The biomarker m/z 263.2, when fragmented, demonstrated several hydrocarbon fragments in the low m/z region consistent with its having an alkane region. This marker’s fragmentation pattern was most consistent with that of a fatty alcohol or aldehyde. Its elemental composition of C18H30O, as determined on LIPID MAPS, indicates a fatty alcohol or aldehyde. This compound could also correspond to an [acyl]+ ion for linoleic acid, as reported previously (26). A fragment ion at m/z 245.2, predicted to result from the [linoleoyl-H2O]+ ion, was also observed (26) in our MS2 studies of the precursor m/z 263.2. The ions at m/z 263.2 and m/z 245.2 have also been observed in the MS2 spectrum of linoleic acid (m/z 298 for M+NH4+) in previous studies (26). However, the occurrence of m/z 263.2 corresponding to the [linoleoyl]+ ion was not observed in the MS1 spectrum in that report, indicating that m/z 263.2 is more likely to be a protonated fatty alcohol or aldehyde and not the [linoleoyl]+ ion. The marker with m/z 301.2 was predicted to have an elemental composition of C20H28O2, consistent with its being a fatty acid or fatty acid conjugate.
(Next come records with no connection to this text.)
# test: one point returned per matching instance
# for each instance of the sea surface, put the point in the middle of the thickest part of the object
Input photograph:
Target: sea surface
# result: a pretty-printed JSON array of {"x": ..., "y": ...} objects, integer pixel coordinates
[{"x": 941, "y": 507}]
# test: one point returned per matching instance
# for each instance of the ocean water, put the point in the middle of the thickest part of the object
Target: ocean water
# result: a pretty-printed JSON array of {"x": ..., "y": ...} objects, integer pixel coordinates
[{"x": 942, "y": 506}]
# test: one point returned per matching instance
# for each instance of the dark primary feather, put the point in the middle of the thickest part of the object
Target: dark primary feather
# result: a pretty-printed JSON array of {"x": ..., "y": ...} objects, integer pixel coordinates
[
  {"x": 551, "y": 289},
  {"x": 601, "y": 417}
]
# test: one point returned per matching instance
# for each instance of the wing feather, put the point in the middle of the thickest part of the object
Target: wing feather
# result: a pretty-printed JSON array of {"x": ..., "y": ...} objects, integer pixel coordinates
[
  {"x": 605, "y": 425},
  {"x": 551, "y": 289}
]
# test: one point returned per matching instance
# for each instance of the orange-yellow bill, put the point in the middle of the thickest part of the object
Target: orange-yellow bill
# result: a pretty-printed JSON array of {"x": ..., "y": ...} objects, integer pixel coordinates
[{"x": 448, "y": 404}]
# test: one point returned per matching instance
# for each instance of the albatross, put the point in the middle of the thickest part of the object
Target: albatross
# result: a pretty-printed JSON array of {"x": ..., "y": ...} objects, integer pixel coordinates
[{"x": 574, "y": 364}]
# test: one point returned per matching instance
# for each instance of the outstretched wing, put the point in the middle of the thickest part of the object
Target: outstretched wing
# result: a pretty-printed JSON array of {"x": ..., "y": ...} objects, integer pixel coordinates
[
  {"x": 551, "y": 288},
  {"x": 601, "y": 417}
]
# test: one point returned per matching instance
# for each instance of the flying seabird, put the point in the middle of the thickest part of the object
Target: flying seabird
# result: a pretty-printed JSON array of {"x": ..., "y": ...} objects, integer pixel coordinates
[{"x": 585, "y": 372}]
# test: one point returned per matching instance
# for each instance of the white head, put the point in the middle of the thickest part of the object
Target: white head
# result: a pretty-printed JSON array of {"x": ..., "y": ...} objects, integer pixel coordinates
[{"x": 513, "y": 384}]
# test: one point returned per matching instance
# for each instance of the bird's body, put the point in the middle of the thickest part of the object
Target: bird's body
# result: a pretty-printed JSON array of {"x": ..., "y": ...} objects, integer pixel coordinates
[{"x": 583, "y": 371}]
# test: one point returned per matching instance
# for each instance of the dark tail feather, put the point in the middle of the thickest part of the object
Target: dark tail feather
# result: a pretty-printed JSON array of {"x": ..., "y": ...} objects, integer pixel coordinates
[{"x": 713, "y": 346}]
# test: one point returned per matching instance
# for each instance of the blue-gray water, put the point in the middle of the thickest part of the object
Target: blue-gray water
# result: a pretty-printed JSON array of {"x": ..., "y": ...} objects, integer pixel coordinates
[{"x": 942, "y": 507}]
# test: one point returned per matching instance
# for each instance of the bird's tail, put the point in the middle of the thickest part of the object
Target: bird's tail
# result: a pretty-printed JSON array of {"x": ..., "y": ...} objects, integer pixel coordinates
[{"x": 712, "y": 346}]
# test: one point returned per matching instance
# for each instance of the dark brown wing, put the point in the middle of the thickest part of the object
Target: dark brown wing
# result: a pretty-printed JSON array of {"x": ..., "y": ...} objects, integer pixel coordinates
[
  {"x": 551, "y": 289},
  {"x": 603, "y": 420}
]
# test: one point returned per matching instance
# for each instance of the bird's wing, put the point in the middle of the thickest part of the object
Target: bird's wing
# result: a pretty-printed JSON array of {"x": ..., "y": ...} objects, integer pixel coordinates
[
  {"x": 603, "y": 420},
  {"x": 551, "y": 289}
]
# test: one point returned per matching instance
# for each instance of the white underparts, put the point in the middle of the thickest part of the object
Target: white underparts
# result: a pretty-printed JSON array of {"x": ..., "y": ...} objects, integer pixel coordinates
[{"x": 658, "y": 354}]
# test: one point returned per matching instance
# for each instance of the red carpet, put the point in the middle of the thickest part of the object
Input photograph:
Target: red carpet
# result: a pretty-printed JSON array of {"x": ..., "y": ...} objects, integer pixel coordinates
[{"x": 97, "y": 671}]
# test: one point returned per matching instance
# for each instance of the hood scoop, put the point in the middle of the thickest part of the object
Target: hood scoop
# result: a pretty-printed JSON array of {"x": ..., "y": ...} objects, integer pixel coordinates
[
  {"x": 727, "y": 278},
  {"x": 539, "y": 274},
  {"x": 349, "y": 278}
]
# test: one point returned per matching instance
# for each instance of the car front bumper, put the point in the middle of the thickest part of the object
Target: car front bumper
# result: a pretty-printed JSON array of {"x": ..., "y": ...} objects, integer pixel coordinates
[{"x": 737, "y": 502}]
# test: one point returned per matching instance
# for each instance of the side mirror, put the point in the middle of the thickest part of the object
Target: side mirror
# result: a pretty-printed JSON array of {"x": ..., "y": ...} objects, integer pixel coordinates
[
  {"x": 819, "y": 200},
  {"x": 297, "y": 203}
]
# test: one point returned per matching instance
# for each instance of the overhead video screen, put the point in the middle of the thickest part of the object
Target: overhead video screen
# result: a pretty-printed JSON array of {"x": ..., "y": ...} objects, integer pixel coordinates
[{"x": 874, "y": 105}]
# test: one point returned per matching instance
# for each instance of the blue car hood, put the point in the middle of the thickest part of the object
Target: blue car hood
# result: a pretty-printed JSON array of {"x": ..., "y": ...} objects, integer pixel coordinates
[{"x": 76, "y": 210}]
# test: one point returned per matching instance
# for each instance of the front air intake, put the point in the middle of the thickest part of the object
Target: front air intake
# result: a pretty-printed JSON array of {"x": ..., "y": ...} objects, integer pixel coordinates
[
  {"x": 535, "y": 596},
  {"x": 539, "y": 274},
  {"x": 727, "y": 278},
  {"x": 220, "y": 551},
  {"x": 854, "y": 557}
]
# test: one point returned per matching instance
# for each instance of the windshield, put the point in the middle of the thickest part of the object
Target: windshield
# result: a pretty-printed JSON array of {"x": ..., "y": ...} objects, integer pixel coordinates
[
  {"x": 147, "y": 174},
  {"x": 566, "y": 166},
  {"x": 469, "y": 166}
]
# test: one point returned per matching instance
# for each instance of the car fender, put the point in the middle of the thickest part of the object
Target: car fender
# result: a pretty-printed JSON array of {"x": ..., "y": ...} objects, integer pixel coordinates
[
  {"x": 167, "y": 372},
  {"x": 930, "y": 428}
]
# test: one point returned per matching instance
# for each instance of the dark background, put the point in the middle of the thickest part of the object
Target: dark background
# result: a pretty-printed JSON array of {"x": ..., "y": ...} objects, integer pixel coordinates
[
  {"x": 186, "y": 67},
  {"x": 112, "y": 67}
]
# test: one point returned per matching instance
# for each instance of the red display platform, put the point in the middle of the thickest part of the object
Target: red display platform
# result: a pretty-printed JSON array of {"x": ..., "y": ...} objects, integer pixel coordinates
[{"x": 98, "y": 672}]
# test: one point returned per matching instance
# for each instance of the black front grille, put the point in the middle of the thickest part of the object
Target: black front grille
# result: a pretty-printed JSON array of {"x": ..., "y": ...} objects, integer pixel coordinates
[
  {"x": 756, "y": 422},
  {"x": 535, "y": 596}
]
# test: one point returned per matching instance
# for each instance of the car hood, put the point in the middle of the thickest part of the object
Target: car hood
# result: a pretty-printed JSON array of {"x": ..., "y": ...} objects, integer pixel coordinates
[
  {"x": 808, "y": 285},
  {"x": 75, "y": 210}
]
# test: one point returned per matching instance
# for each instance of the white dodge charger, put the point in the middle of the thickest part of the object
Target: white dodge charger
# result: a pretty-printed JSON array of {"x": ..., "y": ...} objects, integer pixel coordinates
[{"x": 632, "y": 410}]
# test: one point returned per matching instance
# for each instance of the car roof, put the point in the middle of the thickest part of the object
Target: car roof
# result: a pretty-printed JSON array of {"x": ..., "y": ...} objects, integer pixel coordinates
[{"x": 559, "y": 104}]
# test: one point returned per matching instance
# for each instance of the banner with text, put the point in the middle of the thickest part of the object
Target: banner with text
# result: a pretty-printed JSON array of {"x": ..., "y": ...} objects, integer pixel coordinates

Another marker having m/z 383.3 produced a fragmentation pattern consistent with it being an oxidized (keto or epoxy) cholesterol (27, 28). The lipid ion peak at m/z 383.3 has been identified to be dehydrated 7-ketocholestrol in a number of published studies involving human blood samples (29–31); although, we recognize that oxidation of cholesterol at some other position is possible and would result in similar fragmentation.
The species at m/z 445.4 was likely to be a cholesterol derivative, as indicated by its fragmentation pattern. Fragmentation studies for two other markers having m/z 645.5 and m/z 714.6 resulted in a fragment ion at m/z 369.4, characteristic of cholesteryl esters, formed with octadecatetraenoic acid (C18:4) and docosahexaenoic acid (22:6), respectively.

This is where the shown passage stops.